Pommes de terre 26 mars 2025

Une image réinventée pour la pomme de terre

Comment mange-t-on des pommes de terre au Québec de nos jours? Les producteurs sont curieux de savoir.

« Nous voulons brosser le portrait des consommateurs actuels et futurs afin de mieux comprendre comment on peut les atteindre », explique Émilie Berthiaume, agente aux communications des Producteurs de pommes de terre du Québec.

Ce n’est un secret pour personne : la pomme de terre a perdu la place de choix qu’elle a longtemps occupée, midi et soir, dans l’assiette des Québécois. Elle doit aujourd’hui rivaliser avec d’autres accompagnements comme le riz, le quinoa, le couscous ou encore une salade de fenouil, souligne Audrey Simard, de la firme-conseil Papilles Développement. 

Accusée de faire engraisser, la pomme de terre est aussi mise au ban par certains régimes alimentaires destinés à la perte de poids ou à la réduction des risques de maladies cardiovasculaires, ajoute Mme Simard. 

Ce tubercule peut cependant compter sur un fort capital de sympathie, rappelle-t-elle sur un ton optimiste :

À la télévision, comme sur Internet ou dans les livres de recettes, les chefs les plus populaires l’incluent dans leurs recettes ou proposent de nouvelles façons de l’apprêter.

Audrey Simard, de la firme-conseil Papilles Développement

Plan de match

Dans les prochains mois, Audrey Simard et son équipe décortiqueront le panier d’épicerie des Québécois grâce aux données partagées par les supermarchés. Elle mènera également des sondages auprès de consommateurs pour connaître leurs préférences alimentaires et leurs habitudes d’achat. 

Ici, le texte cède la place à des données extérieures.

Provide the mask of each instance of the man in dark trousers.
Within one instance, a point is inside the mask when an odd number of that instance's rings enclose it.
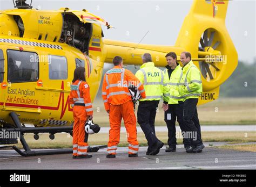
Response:
[[[181,130],[184,133],[183,123],[183,99],[179,92],[179,81],[182,72],[182,67],[177,62],[177,55],[170,52],[165,55],[167,65],[164,70],[165,78],[168,79],[170,96],[169,102],[164,100],[163,108],[165,111],[164,120],[168,128],[168,145],[166,152],[176,151],[177,139],[176,119]],[[183,137],[183,143],[185,148],[190,146],[188,140]]]
[[[182,75],[179,82],[179,92],[184,98],[183,121],[185,136],[190,141],[187,153],[200,153],[205,147],[201,139],[201,128],[198,119],[197,104],[203,92],[200,71],[191,60],[191,54],[184,52],[180,54],[183,64]]]

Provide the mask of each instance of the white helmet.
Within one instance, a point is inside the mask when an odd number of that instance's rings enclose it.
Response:
[[[130,93],[132,96],[132,99],[133,101],[137,101],[142,98],[140,93],[139,90],[134,87],[131,87],[129,88]]]
[[[85,132],[89,134],[98,133],[100,130],[99,125],[94,124],[91,119],[87,120],[84,127]]]

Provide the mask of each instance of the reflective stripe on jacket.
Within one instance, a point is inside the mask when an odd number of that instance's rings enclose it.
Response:
[[[75,103],[84,104],[87,115],[92,115],[93,109],[90,96],[90,87],[87,82],[77,80],[72,83],[70,89],[70,105],[73,107]]]
[[[198,98],[202,94],[201,74],[192,60],[182,68],[179,92],[184,100],[188,98]]]

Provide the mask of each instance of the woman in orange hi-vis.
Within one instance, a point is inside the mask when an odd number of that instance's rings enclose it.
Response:
[[[76,68],[74,78],[71,85],[69,103],[73,107],[73,159],[89,159],[87,154],[88,134],[85,132],[85,124],[87,119],[92,119],[92,105],[90,96],[90,88],[85,81],[85,69]]]
[[[136,117],[133,111],[129,87],[138,88],[142,98],[146,97],[143,85],[130,71],[123,68],[123,59],[117,56],[113,59],[114,68],[104,76],[102,85],[102,98],[105,109],[109,113],[110,130],[107,144],[107,158],[116,157],[116,150],[120,140],[122,119],[127,132],[129,156],[138,156],[139,143],[137,140]]]

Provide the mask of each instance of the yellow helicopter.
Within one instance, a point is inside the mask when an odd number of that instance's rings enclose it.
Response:
[[[33,133],[37,139],[41,132],[50,133],[51,139],[58,132],[72,134],[68,100],[77,67],[86,69],[93,100],[104,63],[112,63],[115,56],[125,64],[140,65],[142,55],[150,53],[156,66],[164,67],[167,53],[176,52],[179,60],[182,52],[189,51],[201,73],[202,104],[218,98],[220,85],[237,66],[225,24],[228,1],[194,0],[174,46],[105,39],[101,25],[112,26],[86,10],[40,10],[31,3],[16,0],[17,9],[0,11],[0,127],[21,132],[25,152],[14,148],[23,156],[65,152],[31,152],[23,134]],[[0,144],[15,143],[16,139],[0,137]]]

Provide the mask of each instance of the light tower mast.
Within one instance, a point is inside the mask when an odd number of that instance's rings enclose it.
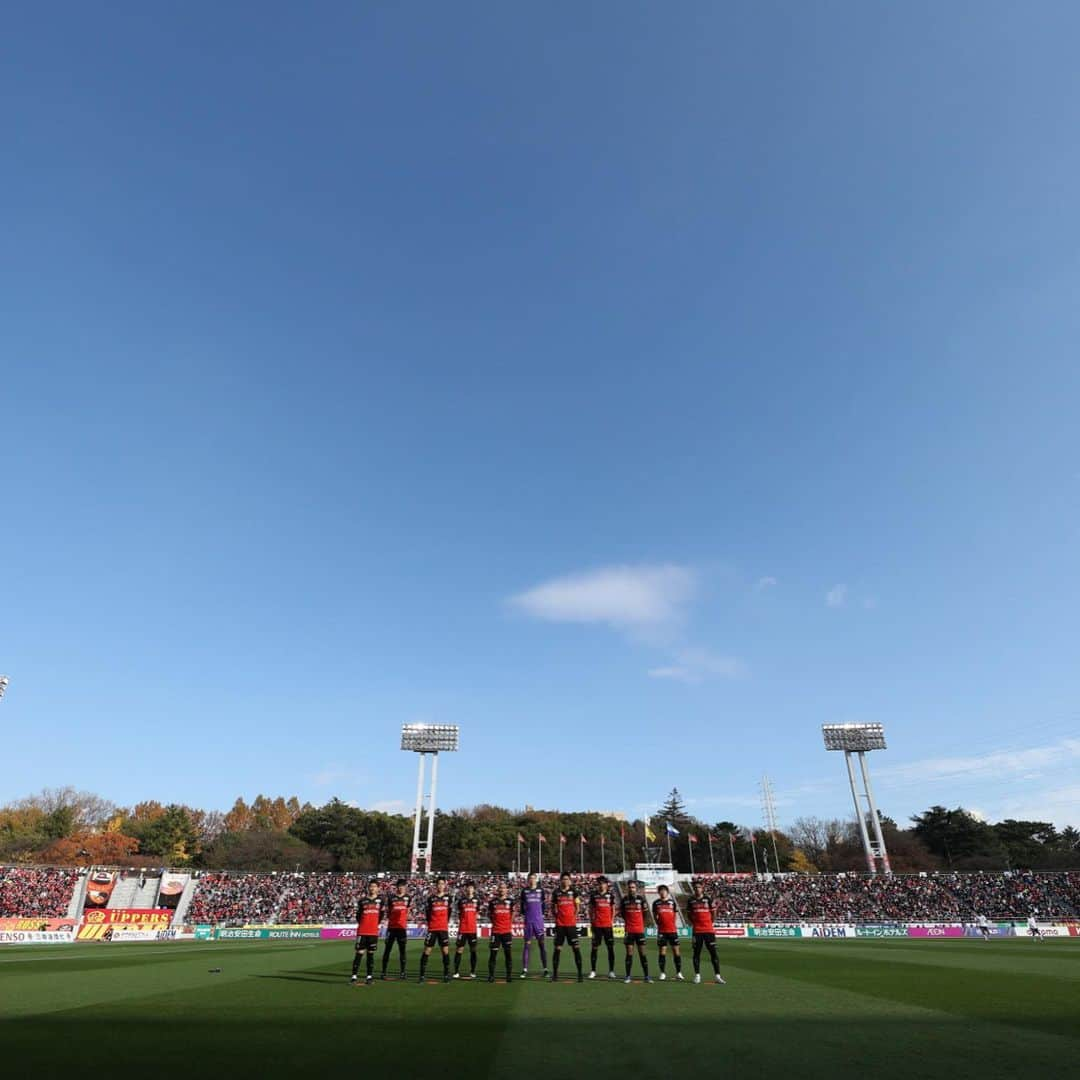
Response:
[[[891,874],[889,853],[885,850],[885,835],[881,832],[881,819],[874,802],[874,791],[870,787],[870,773],[866,767],[866,754],[872,750],[885,750],[885,728],[880,724],[823,724],[821,733],[825,739],[825,750],[842,750],[843,760],[848,766],[848,781],[851,784],[851,798],[855,804],[855,820],[859,822],[859,835],[863,840],[863,851],[866,853],[866,866],[870,874]],[[855,784],[855,769],[851,755],[859,755],[859,769],[863,777],[863,789]],[[863,801],[866,808],[863,808]],[[874,829],[870,840],[866,829],[867,814]]]
[[[454,724],[402,725],[402,750],[420,755],[420,773],[416,782],[416,821],[413,824],[413,859],[410,870],[416,874],[423,863],[423,873],[431,873],[431,853],[435,846],[435,781],[438,778],[438,754],[458,748],[458,727]],[[420,839],[423,818],[423,774],[431,755],[431,792],[428,804],[428,839]]]

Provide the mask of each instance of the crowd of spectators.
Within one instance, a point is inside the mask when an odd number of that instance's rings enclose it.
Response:
[[[203,874],[195,882],[188,908],[189,922],[216,926],[242,926],[245,922],[273,921],[281,924],[343,923],[356,914],[356,904],[367,889],[370,874]],[[588,891],[593,875],[571,875],[575,888]],[[423,921],[428,897],[435,890],[434,878],[421,875],[377,874],[375,880],[383,896],[393,893],[396,883],[407,881],[410,918]],[[505,881],[511,892],[524,885],[524,878],[505,874],[446,875],[447,888],[457,899],[468,882],[476,886],[481,903],[486,905],[499,883]],[[550,897],[558,885],[557,874],[544,874],[543,888]],[[550,900],[548,916],[552,916]]]
[[[203,874],[188,908],[189,922],[243,926],[270,922],[284,899],[285,874]]]
[[[0,867],[0,916],[40,915],[58,919],[67,915],[78,882],[78,870]]]
[[[58,918],[67,913],[79,870],[0,867],[0,916]],[[199,876],[189,922],[242,926],[245,922],[347,923],[367,888],[369,874],[225,874]],[[401,877],[407,880],[411,918],[422,922],[435,880],[423,876],[378,874],[389,896]],[[594,875],[572,875],[588,893]],[[1080,917],[1080,872],[1040,874],[778,874],[733,878],[699,875],[724,922],[934,922],[970,921],[976,915],[998,919]],[[467,882],[476,886],[482,904],[505,881],[516,895],[524,878],[505,874],[447,875],[455,899]],[[557,874],[544,874],[549,897]],[[548,916],[551,917],[550,903]]]
[[[1080,873],[700,875],[728,922],[933,922],[1080,915]]]

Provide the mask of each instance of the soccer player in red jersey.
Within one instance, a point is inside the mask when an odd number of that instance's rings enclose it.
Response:
[[[589,936],[592,940],[589,977],[596,977],[596,957],[603,942],[608,948],[608,978],[615,978],[615,894],[606,877],[598,878],[596,885],[596,892],[589,897]]]
[[[469,977],[476,977],[476,916],[480,914],[480,900],[476,897],[476,886],[470,881],[465,886],[465,894],[458,897],[458,947],[454,953],[454,977],[461,977],[461,956],[469,946]]]
[[[657,924],[660,941],[660,982],[667,977],[667,949],[675,956],[675,977],[683,982],[683,954],[678,946],[678,906],[672,900],[672,891],[662,885],[657,890],[660,895],[652,902],[652,921]]]
[[[405,977],[405,944],[408,942],[408,908],[411,902],[408,882],[400,878],[394,887],[394,893],[387,902],[387,944],[382,948],[382,977],[387,977],[390,967],[390,951],[397,945],[397,959],[401,960],[402,978]]]
[[[367,895],[362,896],[356,905],[356,948],[352,957],[351,983],[356,982],[362,956],[367,958],[367,977],[364,982],[370,986],[375,980],[375,950],[379,947],[379,923],[382,921],[382,914],[379,883],[372,878],[367,882]]]
[[[495,982],[495,961],[502,949],[507,963],[507,982],[513,982],[514,902],[507,892],[507,882],[500,881],[495,899],[487,905],[487,917],[491,920],[491,953],[487,958],[487,981]]]
[[[693,930],[693,981],[701,982],[701,950],[708,949],[708,958],[713,961],[713,974],[716,982],[724,984],[720,974],[720,961],[716,956],[716,926],[713,922],[713,902],[705,895],[705,887],[701,881],[693,882],[693,895],[686,905],[690,913],[690,929]]]
[[[630,973],[634,970],[634,947],[637,947],[637,957],[642,961],[642,971],[645,972],[645,981],[651,983],[649,977],[649,958],[645,955],[645,897],[637,891],[637,882],[631,881],[626,885],[626,895],[622,897],[623,924],[626,928],[626,977],[624,983],[631,982]]]
[[[558,958],[563,946],[573,949],[573,962],[578,966],[578,982],[585,977],[581,967],[581,942],[578,941],[578,907],[581,900],[578,890],[572,886],[573,878],[563,874],[558,888],[551,894],[551,904],[555,908],[555,955],[551,960],[551,981],[558,982]]]
[[[437,945],[443,954],[443,982],[450,981],[450,894],[446,891],[446,878],[435,881],[435,891],[428,897],[426,912],[428,936],[423,942],[423,953],[420,955],[420,977],[422,983],[428,972],[428,957]]]

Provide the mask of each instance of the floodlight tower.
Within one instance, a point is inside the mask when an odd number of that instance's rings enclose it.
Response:
[[[866,754],[872,750],[885,750],[885,728],[880,724],[823,724],[821,733],[825,738],[825,750],[842,750],[843,760],[848,766],[848,781],[851,783],[851,798],[855,804],[855,819],[859,822],[859,834],[863,838],[863,851],[866,852],[866,865],[870,874],[891,874],[889,853],[885,850],[885,835],[881,832],[881,819],[878,816],[874,802],[874,789],[870,787],[870,773],[866,767]],[[851,764],[851,755],[859,755],[859,769],[863,774],[862,792],[855,786],[855,769]],[[866,800],[870,824],[874,826],[874,840],[866,831],[866,811],[862,800]]]
[[[453,753],[458,748],[458,728],[454,724],[403,724],[402,750],[420,755],[420,774],[416,782],[416,821],[413,825],[411,873],[423,863],[423,872],[431,873],[431,852],[435,843],[435,780],[438,775],[438,753]],[[431,755],[431,794],[428,804],[428,839],[420,840],[420,819],[423,816],[423,773],[428,755]]]

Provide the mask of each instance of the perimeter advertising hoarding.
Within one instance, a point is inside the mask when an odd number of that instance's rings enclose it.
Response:
[[[0,945],[58,945],[73,940],[73,919],[0,918]]]
[[[0,930],[0,945],[69,945],[75,930]]]

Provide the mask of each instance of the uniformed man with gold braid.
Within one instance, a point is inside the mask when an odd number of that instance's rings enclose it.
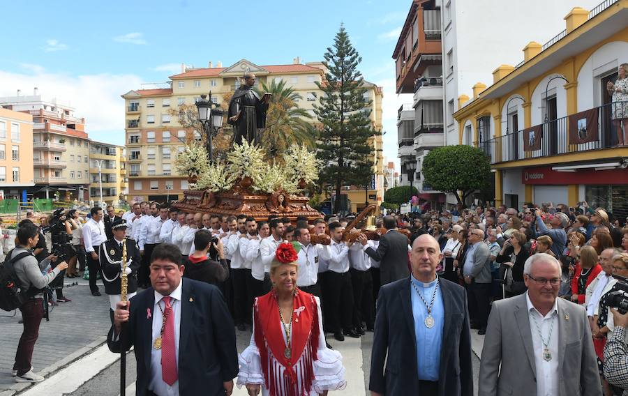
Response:
[[[119,219],[111,226],[113,236],[100,245],[98,257],[103,271],[105,293],[109,296],[110,314],[113,323],[113,312],[120,300],[120,275],[122,273],[122,244],[126,244],[127,297],[130,298],[137,291],[136,275],[140,268],[140,249],[134,239],[125,238],[126,222]]]

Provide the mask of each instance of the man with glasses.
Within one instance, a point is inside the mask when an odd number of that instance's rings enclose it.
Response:
[[[480,396],[601,396],[595,351],[583,307],[558,298],[560,264],[530,257],[528,291],[495,301],[482,348]]]
[[[477,228],[469,229],[467,243],[470,246],[463,266],[463,273],[473,328],[479,329],[477,333],[481,335],[486,332],[486,321],[491,309],[491,284],[493,282],[491,250],[484,243],[484,231]]]

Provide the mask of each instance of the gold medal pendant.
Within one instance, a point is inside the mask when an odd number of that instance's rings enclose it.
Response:
[[[432,317],[432,315],[428,315],[428,317],[425,318],[425,327],[428,328],[432,328],[434,327],[434,318]]]

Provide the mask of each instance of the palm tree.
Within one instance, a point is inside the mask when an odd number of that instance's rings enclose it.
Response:
[[[264,93],[272,94],[266,118],[266,130],[262,134],[262,144],[271,157],[287,150],[292,144],[306,144],[314,147],[316,129],[311,123],[312,116],[300,109],[297,101],[301,95],[285,82],[274,79],[269,84],[261,82],[261,89],[255,91],[262,97]]]

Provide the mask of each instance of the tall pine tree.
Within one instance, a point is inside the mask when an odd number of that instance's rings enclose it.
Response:
[[[339,199],[344,185],[365,186],[373,174],[373,146],[369,139],[380,132],[371,120],[371,102],[357,66],[362,61],[341,25],[334,46],[324,55],[328,71],[317,83],[323,91],[314,113],[322,124],[317,144],[317,157],[324,165],[320,180],[336,190],[334,212],[341,210]]]

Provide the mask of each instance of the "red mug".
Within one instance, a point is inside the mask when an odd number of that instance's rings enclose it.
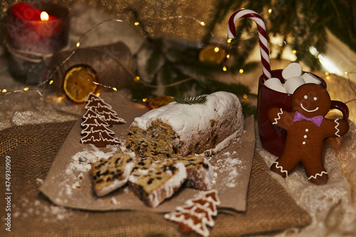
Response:
[[[278,78],[282,83],[284,80],[282,77],[283,70],[271,71],[272,78]],[[320,85],[326,88],[326,83],[316,75],[314,77],[320,80]],[[292,112],[292,94],[283,93],[273,90],[263,84],[263,75],[258,79],[258,94],[257,101],[257,124],[262,147],[268,152],[279,157],[283,150],[287,132],[272,125],[268,120],[268,110],[273,107]],[[342,119],[347,120],[349,110],[347,106],[340,101],[332,100],[330,109],[337,109],[342,112]]]

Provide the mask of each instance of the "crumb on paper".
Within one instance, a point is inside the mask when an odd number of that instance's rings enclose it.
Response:
[[[37,184],[43,184],[43,179],[38,179],[38,178],[36,178],[36,181],[37,182]]]
[[[111,199],[110,199],[110,202],[114,204],[114,205],[119,205],[120,204],[120,201],[118,201],[115,198],[115,196],[112,197]]]

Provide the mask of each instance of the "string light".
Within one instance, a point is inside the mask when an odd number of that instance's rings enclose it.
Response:
[[[167,17],[167,18],[162,18],[161,19],[161,20],[170,20],[170,19],[192,19],[194,21],[195,21],[197,23],[198,23],[199,25],[202,26],[205,26],[205,22],[202,21],[199,21],[198,19],[197,19],[196,18],[193,17],[193,16],[169,16],[169,17]],[[94,30],[95,28],[98,27],[100,25],[105,23],[105,22],[108,22],[108,21],[116,21],[116,22],[120,22],[120,23],[124,23],[125,21],[123,21],[122,20],[120,20],[120,19],[108,19],[108,20],[105,20],[103,21],[101,21],[100,23],[98,23],[97,25],[94,26],[93,27],[92,27],[91,28],[90,28],[88,31],[87,31],[86,32],[85,32],[80,38],[79,38],[79,40],[78,41],[78,42],[76,43],[75,44],[75,47],[76,48],[78,48],[80,46],[80,41],[82,41],[82,39],[88,34],[91,31]],[[140,22],[138,21],[136,21],[135,22],[135,26],[139,26],[140,25]],[[219,51],[219,48],[218,48],[218,51]],[[49,77],[47,78],[47,80],[46,80],[45,81],[42,82],[41,83],[37,85],[37,86],[36,86],[35,88],[23,88],[23,90],[14,90],[14,91],[8,91],[6,89],[3,89],[2,90],[0,90],[0,92],[2,93],[3,94],[10,94],[10,93],[21,93],[21,92],[28,92],[28,91],[30,91],[30,90],[36,90],[39,95],[41,97],[42,97],[42,93],[41,92],[39,91],[39,90],[38,89],[38,88],[41,87],[42,85],[44,85],[48,83],[48,85],[52,85],[53,84],[54,81],[53,80],[51,80],[53,75],[56,73],[58,72],[58,70],[60,69],[60,68],[64,64],[66,63],[75,53],[75,51],[76,50],[74,49],[72,53],[67,57],[67,58],[66,58],[66,60],[64,60],[60,65],[58,65],[56,70],[54,70],[51,74],[49,75]],[[141,83],[147,85],[147,86],[150,86],[150,87],[152,87],[152,88],[165,88],[165,87],[170,87],[170,86],[174,86],[174,85],[179,85],[180,83],[185,83],[188,80],[194,80],[194,78],[187,78],[187,79],[184,79],[184,80],[182,80],[179,82],[177,82],[177,83],[172,83],[172,84],[170,84],[170,85],[157,85],[157,86],[155,86],[155,85],[149,85],[149,84],[146,84],[143,81],[140,80],[140,76],[138,75],[136,75],[135,76],[135,74],[128,70],[127,68],[126,68],[125,67],[124,67],[121,63],[117,60],[115,60],[116,58],[113,58],[121,67],[123,68],[124,70],[125,70],[129,74],[132,75],[134,76],[134,80],[135,82],[138,82],[138,81],[140,81]],[[223,68],[223,70],[226,70],[226,67],[224,67],[225,69]],[[98,85],[100,85],[102,87],[104,87],[104,88],[111,88],[112,90],[115,90],[115,91],[117,91],[117,89],[115,87],[111,87],[111,86],[108,86],[108,85],[103,85],[103,84],[101,84],[101,83],[96,83],[96,82],[92,82]],[[43,89],[44,90],[44,89]],[[58,97],[58,101],[60,102],[61,100],[63,100],[64,99],[63,97]]]

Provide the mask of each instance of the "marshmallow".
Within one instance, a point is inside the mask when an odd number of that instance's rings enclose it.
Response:
[[[286,93],[286,89],[284,89],[282,83],[278,78],[272,78],[266,80],[263,83],[266,87],[273,90],[279,91],[282,93]]]
[[[267,81],[267,80],[266,80]],[[305,84],[304,80],[300,77],[290,78],[284,83],[284,88],[288,94],[294,93],[295,89],[300,85]]]
[[[291,63],[282,70],[282,77],[285,80],[293,77],[302,75],[302,67],[298,63]]]
[[[318,80],[317,78],[313,75],[313,74],[305,73],[301,77],[305,83],[315,83],[318,85],[321,84],[321,80]]]

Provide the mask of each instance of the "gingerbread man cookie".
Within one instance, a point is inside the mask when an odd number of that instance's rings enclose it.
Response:
[[[287,131],[283,152],[272,164],[272,171],[286,177],[301,162],[310,181],[317,184],[328,181],[322,157],[323,141],[341,137],[349,129],[345,120],[325,117],[330,106],[326,89],[308,83],[297,88],[292,95],[293,112],[278,107],[268,111],[272,124]]]

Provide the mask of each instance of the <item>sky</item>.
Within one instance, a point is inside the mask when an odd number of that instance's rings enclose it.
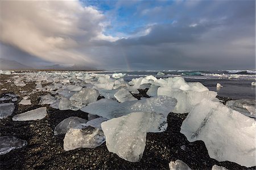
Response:
[[[1,1],[0,58],[39,68],[255,68],[254,0]]]

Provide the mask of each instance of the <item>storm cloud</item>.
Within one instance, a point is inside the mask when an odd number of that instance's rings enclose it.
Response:
[[[106,69],[255,68],[254,1],[125,2],[1,2],[1,57]]]

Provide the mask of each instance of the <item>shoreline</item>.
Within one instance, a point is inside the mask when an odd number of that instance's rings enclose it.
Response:
[[[182,160],[192,169],[211,169],[215,164],[229,169],[255,169],[255,168],[247,168],[228,161],[219,162],[209,157],[203,141],[189,142],[180,132],[182,122],[187,114],[170,113],[166,131],[147,134],[145,150],[139,162],[129,162],[109,152],[105,143],[93,149],[80,148],[64,151],[64,135],[54,135],[54,128],[62,120],[71,116],[87,119],[87,113],[80,110],[59,110],[47,105],[38,105],[40,96],[47,94],[43,92],[30,95],[31,105],[18,106],[23,96],[19,92],[20,89],[30,93],[34,89],[35,84],[27,82],[25,86],[20,88],[9,82],[1,85],[1,87],[5,86],[7,90],[1,91],[1,96],[11,92],[20,95],[20,97],[14,102],[15,109],[12,115],[0,121],[0,136],[14,136],[26,140],[28,144],[0,155],[1,169],[169,169],[169,163],[177,159]],[[146,90],[139,91],[139,94],[134,96],[147,97]],[[224,103],[232,99],[224,97],[218,96],[217,98],[223,100]],[[12,121],[12,117],[15,114],[43,106],[47,107],[47,115],[42,120]]]

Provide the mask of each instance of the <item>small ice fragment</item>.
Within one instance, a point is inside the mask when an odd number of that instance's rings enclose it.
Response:
[[[97,90],[91,88],[83,88],[80,92],[75,93],[70,101],[76,106],[81,106],[81,103],[88,105],[97,101],[99,93]]]
[[[164,73],[159,72],[156,74],[156,76],[163,76],[163,75],[164,75],[164,74],[164,74]]]
[[[217,87],[217,88],[222,88],[223,86],[221,85],[220,83],[218,82],[216,84],[216,87]]]
[[[13,118],[13,121],[36,121],[43,119],[47,114],[46,107],[40,107],[27,112],[16,114]]]
[[[18,101],[18,98],[16,97],[14,97],[11,99],[12,102],[16,102],[16,101]]]
[[[0,137],[0,155],[6,154],[13,150],[20,148],[27,144],[24,140],[14,136],[4,136]]]
[[[21,101],[19,103],[19,105],[31,105],[31,101],[30,99],[23,99],[21,100]]]
[[[255,105],[256,101],[250,99],[231,100],[226,102],[229,108],[251,118],[256,118]]]
[[[169,168],[170,170],[191,170],[188,165],[179,159],[171,161],[169,163]]]
[[[40,98],[40,100],[39,105],[51,105],[56,101],[55,97],[52,96],[49,94],[47,94],[45,96],[42,96]]]
[[[92,121],[92,119],[98,118],[99,117],[97,115],[88,114],[88,121]]]
[[[113,78],[118,79],[121,77],[123,77],[125,76],[126,74],[123,74],[123,73],[114,73],[112,74],[112,77]]]
[[[15,107],[13,103],[0,103],[0,119],[11,115]]]
[[[78,148],[94,148],[105,141],[102,130],[91,126],[85,128],[71,128],[65,135],[63,147],[65,151]]]
[[[87,120],[77,117],[71,117],[59,123],[54,129],[54,135],[65,134],[70,128],[82,128],[82,123],[86,123]]]
[[[185,151],[186,150],[186,146],[185,145],[183,145],[180,147],[180,148],[181,150],[183,150],[183,151]]]
[[[212,166],[212,170],[228,170],[225,167],[214,165]]]
[[[114,94],[114,96],[117,101],[121,103],[127,101],[138,100],[138,99],[133,97],[127,89],[123,88],[119,89],[118,92]]]
[[[102,118],[102,117],[100,117],[100,118],[97,118],[96,119],[92,119],[90,121],[87,122],[86,123],[85,123],[84,125],[85,126],[90,126],[92,127],[96,127],[98,128],[100,130],[101,130],[101,123],[108,121],[108,119]]]

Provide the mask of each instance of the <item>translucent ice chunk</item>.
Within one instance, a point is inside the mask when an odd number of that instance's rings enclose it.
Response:
[[[121,89],[114,94],[117,101],[121,103],[127,101],[138,100],[126,89]]]
[[[80,105],[76,103],[76,105],[74,106],[71,103],[71,101],[67,98],[63,97],[60,100],[60,103],[59,104],[59,109],[60,110],[78,110],[83,106],[82,103],[80,103]]]
[[[7,154],[14,149],[20,148],[26,146],[27,142],[14,136],[0,137],[0,155]]]
[[[11,115],[15,107],[13,103],[0,103],[0,119]]]
[[[77,117],[71,117],[64,119],[54,129],[54,135],[65,134],[70,128],[82,128],[82,123],[86,123],[87,120]]]
[[[30,99],[23,99],[19,103],[19,105],[32,105],[32,103],[31,103],[31,101]]]
[[[203,140],[210,157],[255,166],[254,119],[220,102],[203,100],[183,121],[180,132],[191,142]]]
[[[159,129],[163,115],[136,112],[101,123],[108,150],[131,162],[139,161],[146,146],[146,132]]]
[[[217,93],[213,91],[196,92],[172,89],[166,87],[160,87],[158,89],[158,95],[164,95],[176,98],[177,101],[174,113],[188,113],[193,107],[199,103],[203,99],[213,100],[216,98]]]
[[[169,168],[170,170],[191,170],[188,165],[179,159],[171,161],[169,163]]]
[[[226,105],[247,117],[256,118],[255,102],[255,99],[241,99],[229,101]]]
[[[83,129],[71,128],[63,140],[64,150],[73,150],[78,148],[94,148],[105,141],[102,130],[91,126]]]
[[[47,114],[46,107],[40,107],[23,113],[16,114],[13,118],[13,121],[35,121],[43,119]]]
[[[176,102],[176,99],[172,97],[162,96],[123,103],[101,99],[82,107],[81,110],[108,119],[136,111],[155,112],[167,117],[174,109]]]
[[[82,103],[88,105],[90,103],[97,101],[99,96],[97,90],[91,88],[83,88],[80,92],[74,94],[69,99],[76,106],[80,106]]]
[[[101,123],[102,123],[105,121],[108,121],[107,119],[102,118],[102,117],[97,118],[93,119],[90,121],[88,121],[84,126],[90,126],[92,127],[96,127],[96,128],[98,128],[101,130]]]
[[[156,74],[156,75],[157,76],[163,76],[163,75],[164,75],[165,74],[164,73],[163,73],[163,72],[159,72],[157,74]]]
[[[40,100],[39,105],[51,105],[56,101],[55,97],[49,94],[40,97]]]

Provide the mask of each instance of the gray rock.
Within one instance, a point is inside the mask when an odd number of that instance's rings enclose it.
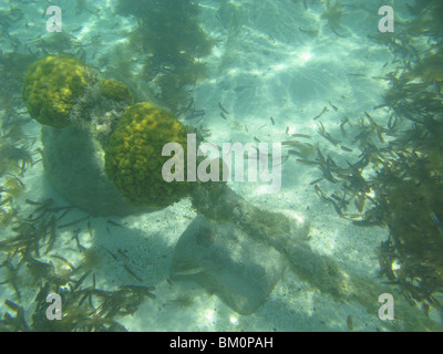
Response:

Enfin, des groupes de 10 à 15 personnes seront réunis pour comprendre leurs besoins dans leur vie quotidienne. Quelles informations doivent apparaître sur l’emballage? Préfèrent-ils des produits en vrac ou ensachés? Un sac en plastique ou en papier cartonné? 

Toutes les réponses à ces questions serviront à mieux mettre en valeur les différentes variétés de pommes de terre « et aider les Québécois à épater leurs amis et leurs familles », conclut Émilie Berthiaume.